While Kondo has enjoyed enormous success and popularity through her books, home products, and a hit Netflix series Tidying Up With Marie Kondo, her brand’s expansion through consumer products has not gone without criticism. One of the pillars of her organization method is to clean up the mess and throw out what you don’t need—or what doesn’t spark joy. Thus, that someone who has made her brand on decluttering your life and your home would then sell you more things strikes some as counterintuitive.
But Kondo has made it a point to stress that decision to throw something out or not is subjective, and that it’s not always about getting rid of whatever you might have in excess (see: The Books Controversy) but perhaps giving it a new life.

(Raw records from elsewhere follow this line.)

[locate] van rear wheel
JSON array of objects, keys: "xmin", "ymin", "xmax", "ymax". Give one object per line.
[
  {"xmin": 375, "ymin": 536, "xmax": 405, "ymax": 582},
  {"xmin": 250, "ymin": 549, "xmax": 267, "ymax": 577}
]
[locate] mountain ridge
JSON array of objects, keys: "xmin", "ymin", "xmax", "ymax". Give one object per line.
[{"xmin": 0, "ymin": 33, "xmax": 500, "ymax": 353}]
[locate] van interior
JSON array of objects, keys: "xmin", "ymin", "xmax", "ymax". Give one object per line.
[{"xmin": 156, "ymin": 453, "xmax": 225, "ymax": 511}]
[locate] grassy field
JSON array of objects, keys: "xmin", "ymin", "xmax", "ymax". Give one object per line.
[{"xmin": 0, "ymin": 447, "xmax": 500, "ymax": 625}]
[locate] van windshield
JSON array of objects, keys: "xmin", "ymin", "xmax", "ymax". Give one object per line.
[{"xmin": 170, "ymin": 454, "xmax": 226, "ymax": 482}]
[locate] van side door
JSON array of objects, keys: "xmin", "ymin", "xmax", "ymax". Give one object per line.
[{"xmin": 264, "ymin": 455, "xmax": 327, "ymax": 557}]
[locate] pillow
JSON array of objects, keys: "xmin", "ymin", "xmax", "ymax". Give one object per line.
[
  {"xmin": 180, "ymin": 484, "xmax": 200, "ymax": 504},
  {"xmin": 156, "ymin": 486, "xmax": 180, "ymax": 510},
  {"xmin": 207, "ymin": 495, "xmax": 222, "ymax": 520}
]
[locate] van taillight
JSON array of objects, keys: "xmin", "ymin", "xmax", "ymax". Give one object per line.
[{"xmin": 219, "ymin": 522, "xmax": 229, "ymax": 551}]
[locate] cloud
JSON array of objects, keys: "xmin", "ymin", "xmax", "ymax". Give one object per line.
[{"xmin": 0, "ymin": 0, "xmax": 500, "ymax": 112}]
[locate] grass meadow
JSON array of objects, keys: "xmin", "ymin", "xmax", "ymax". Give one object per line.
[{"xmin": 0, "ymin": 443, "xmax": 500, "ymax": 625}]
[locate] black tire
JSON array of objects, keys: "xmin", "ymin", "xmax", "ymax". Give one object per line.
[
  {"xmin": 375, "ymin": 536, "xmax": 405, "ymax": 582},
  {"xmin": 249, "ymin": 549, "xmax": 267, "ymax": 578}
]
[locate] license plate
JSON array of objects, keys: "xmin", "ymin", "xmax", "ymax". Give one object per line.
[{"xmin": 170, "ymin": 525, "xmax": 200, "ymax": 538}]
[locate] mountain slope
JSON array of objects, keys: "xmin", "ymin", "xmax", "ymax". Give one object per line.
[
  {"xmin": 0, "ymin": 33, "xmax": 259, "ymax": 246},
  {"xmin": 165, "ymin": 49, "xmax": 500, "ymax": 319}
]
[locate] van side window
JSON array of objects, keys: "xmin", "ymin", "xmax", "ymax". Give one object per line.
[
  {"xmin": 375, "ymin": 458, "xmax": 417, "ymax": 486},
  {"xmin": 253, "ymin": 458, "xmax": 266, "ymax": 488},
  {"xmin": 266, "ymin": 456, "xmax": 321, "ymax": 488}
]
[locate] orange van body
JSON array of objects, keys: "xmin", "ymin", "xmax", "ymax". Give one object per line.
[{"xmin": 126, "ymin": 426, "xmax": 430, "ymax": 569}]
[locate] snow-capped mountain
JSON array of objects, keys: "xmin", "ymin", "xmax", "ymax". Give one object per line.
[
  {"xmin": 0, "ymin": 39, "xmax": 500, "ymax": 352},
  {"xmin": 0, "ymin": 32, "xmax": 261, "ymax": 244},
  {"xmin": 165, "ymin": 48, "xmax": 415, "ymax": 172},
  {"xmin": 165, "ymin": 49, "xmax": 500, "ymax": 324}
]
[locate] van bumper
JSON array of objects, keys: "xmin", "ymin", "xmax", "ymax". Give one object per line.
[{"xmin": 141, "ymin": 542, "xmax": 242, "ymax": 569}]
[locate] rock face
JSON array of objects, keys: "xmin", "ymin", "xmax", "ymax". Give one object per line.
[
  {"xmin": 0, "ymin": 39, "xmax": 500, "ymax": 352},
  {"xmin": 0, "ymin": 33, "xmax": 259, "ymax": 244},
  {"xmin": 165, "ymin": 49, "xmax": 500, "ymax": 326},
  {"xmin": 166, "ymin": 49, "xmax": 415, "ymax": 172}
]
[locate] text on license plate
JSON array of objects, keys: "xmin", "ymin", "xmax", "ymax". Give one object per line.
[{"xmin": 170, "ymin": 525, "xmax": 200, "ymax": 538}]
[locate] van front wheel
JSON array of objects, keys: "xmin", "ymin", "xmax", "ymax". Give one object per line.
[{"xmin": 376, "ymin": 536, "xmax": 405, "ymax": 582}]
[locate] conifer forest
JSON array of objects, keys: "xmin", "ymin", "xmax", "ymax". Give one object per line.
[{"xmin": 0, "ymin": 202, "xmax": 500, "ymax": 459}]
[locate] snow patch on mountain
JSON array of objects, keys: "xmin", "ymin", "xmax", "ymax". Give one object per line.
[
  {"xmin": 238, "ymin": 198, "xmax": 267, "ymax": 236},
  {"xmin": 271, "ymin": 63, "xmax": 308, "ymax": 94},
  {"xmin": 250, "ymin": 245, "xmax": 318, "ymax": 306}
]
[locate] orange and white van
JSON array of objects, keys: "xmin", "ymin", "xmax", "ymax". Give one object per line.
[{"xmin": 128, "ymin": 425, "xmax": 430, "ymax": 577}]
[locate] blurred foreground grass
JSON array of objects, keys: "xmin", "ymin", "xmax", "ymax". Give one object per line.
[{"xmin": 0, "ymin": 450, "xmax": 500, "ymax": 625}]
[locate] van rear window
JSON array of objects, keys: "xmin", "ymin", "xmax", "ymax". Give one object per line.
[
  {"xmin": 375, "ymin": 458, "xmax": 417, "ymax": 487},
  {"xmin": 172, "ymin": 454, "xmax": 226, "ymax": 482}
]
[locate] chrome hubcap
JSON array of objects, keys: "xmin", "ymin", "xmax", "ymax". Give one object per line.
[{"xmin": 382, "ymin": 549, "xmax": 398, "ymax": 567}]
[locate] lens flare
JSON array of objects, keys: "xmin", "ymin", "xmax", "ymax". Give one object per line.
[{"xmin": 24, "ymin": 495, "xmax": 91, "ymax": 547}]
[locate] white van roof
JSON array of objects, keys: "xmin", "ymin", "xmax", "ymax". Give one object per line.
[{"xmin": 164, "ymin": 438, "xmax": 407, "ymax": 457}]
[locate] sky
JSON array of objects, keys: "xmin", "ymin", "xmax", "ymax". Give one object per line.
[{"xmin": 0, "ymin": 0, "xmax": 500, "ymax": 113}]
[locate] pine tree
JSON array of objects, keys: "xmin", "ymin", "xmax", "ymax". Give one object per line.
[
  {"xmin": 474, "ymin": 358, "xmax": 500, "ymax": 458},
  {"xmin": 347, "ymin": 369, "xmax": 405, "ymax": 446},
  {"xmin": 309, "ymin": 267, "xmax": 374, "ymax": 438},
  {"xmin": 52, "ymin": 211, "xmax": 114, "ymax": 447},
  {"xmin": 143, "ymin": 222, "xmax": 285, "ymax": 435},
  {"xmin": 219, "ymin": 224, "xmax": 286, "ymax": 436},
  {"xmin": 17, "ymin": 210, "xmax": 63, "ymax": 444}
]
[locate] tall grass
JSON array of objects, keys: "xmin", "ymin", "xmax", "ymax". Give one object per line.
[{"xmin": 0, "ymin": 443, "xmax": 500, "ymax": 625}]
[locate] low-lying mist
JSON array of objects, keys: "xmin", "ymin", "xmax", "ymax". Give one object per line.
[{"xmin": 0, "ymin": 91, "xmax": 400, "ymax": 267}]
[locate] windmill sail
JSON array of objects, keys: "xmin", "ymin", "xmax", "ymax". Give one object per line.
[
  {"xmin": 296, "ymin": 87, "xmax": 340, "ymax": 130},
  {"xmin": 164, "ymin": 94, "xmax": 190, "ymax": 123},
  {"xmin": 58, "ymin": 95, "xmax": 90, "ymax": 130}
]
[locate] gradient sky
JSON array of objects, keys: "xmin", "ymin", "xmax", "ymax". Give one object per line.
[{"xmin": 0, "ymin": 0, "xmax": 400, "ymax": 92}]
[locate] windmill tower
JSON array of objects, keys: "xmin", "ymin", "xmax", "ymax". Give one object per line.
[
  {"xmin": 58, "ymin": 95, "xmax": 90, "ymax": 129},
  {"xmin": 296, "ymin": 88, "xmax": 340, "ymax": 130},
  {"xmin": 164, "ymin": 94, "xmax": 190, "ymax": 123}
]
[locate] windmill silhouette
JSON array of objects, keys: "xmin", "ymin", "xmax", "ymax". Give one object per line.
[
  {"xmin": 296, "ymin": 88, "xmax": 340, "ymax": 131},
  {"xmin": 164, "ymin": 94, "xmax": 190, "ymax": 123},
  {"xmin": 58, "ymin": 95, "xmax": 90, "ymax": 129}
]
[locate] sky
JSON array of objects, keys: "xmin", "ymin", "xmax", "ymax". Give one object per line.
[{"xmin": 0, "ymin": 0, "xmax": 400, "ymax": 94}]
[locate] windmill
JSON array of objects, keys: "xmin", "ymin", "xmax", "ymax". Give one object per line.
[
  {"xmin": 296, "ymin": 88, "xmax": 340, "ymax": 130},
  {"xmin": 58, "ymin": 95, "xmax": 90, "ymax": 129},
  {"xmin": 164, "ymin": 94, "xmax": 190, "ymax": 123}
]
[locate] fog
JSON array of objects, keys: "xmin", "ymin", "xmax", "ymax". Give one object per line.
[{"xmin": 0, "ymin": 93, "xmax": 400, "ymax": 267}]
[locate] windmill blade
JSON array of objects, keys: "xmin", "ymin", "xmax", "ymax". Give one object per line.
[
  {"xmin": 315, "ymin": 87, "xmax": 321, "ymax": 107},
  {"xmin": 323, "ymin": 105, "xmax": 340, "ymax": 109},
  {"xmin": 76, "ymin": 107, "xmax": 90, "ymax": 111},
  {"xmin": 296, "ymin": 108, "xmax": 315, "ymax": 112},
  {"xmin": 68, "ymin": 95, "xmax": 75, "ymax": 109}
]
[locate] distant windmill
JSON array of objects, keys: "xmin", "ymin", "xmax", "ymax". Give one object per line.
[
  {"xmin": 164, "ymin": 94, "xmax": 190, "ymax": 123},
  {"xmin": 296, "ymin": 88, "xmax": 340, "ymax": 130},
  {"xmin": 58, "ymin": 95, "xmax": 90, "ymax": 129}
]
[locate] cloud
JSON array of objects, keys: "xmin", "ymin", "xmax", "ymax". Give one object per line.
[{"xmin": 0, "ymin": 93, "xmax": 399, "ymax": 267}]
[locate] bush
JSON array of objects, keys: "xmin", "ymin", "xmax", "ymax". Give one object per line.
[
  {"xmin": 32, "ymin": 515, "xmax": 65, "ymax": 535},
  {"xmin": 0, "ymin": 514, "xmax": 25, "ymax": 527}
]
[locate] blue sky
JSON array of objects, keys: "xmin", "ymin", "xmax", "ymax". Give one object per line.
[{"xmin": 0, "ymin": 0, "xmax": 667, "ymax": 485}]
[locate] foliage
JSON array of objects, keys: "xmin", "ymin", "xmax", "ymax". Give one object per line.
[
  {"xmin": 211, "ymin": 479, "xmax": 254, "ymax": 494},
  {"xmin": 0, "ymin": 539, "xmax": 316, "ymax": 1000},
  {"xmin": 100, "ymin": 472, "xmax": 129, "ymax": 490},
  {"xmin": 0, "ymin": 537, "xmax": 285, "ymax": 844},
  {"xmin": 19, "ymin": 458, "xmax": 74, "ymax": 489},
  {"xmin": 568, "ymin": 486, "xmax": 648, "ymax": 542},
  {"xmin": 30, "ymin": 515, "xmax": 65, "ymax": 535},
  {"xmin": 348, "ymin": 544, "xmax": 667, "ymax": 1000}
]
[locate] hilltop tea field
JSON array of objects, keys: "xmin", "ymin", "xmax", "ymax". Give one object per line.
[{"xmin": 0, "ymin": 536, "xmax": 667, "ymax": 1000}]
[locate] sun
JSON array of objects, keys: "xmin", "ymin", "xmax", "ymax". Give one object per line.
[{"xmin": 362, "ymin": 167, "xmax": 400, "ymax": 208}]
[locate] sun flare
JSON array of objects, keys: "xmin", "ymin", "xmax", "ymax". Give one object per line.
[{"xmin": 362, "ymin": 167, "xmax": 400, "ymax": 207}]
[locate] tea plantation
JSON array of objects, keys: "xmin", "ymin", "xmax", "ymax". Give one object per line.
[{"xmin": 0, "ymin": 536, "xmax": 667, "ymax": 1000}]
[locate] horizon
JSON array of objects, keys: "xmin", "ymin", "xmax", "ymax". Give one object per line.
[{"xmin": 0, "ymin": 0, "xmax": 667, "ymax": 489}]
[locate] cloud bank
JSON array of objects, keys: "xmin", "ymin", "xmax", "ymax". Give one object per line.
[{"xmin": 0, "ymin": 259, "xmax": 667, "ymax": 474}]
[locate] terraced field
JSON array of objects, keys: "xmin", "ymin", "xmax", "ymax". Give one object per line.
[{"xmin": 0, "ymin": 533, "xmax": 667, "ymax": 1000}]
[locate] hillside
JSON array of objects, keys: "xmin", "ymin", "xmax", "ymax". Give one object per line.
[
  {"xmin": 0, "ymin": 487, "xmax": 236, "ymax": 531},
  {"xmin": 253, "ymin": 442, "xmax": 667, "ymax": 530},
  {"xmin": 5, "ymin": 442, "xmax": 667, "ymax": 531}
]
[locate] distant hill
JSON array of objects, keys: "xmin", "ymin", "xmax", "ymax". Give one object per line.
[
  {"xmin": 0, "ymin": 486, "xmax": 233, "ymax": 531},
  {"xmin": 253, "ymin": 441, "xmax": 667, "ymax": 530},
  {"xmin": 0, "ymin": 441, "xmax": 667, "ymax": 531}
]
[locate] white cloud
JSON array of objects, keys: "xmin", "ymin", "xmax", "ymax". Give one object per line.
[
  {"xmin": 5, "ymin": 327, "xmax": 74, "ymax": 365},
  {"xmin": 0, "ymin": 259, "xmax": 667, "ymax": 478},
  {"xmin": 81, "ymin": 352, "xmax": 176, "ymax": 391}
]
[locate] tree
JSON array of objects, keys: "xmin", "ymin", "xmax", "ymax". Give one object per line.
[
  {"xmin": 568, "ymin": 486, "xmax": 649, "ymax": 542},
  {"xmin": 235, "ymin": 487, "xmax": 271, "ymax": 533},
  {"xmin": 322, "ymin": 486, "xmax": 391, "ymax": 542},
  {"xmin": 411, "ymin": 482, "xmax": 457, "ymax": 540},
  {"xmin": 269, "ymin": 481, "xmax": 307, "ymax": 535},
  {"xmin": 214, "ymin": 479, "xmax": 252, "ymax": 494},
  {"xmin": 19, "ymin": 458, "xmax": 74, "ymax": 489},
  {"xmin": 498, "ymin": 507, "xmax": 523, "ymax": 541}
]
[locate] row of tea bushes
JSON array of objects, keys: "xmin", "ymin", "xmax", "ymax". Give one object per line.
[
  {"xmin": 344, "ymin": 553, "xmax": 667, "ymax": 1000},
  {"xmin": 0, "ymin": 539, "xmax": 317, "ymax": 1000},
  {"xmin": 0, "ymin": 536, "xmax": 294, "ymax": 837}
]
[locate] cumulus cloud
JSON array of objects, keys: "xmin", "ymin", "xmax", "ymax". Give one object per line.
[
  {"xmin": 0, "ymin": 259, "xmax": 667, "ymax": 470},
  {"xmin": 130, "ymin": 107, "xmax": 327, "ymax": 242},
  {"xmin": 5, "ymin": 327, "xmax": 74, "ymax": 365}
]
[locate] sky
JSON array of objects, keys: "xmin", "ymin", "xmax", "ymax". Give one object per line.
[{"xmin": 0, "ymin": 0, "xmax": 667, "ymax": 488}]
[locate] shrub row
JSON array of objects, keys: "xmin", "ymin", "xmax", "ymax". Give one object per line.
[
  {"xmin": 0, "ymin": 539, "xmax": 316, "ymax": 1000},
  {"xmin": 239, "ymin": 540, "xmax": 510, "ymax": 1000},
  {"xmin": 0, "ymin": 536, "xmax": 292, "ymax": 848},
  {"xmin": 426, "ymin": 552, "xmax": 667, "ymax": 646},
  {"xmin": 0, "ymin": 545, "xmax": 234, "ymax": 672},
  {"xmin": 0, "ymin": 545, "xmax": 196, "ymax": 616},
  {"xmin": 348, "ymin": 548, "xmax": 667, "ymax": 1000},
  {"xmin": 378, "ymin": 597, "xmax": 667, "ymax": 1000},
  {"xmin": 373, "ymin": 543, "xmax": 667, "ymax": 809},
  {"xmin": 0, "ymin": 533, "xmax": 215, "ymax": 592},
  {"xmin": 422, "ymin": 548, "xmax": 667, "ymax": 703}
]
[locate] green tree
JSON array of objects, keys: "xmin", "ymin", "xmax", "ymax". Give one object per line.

The debut of the collaboration with The Container Store—also a favorite retailer of the hosts of another Netflix interior design series The Home Edit—follows a little more than a year after the release of Kondo’s curated KonMari e-commerce shop, which features higher-end products, organized by activity (versus a breakdown by rooms), such as dinner parties, bathing routines, aromatherapy, and purification rituals.
The collection will be available starting this month at The Container Store’s online store as well as in brick-and-mortar stores currently open nationwide.
“My hope is that the items in my collaboration with The Container Store will keep people’s treasured items safe for years to come,” Kondo says. “Plus, there’s no better time to tidy up than at the start of a new year. So I wanted to make sure that we had the right storage and organizational tools for people to get the job done.”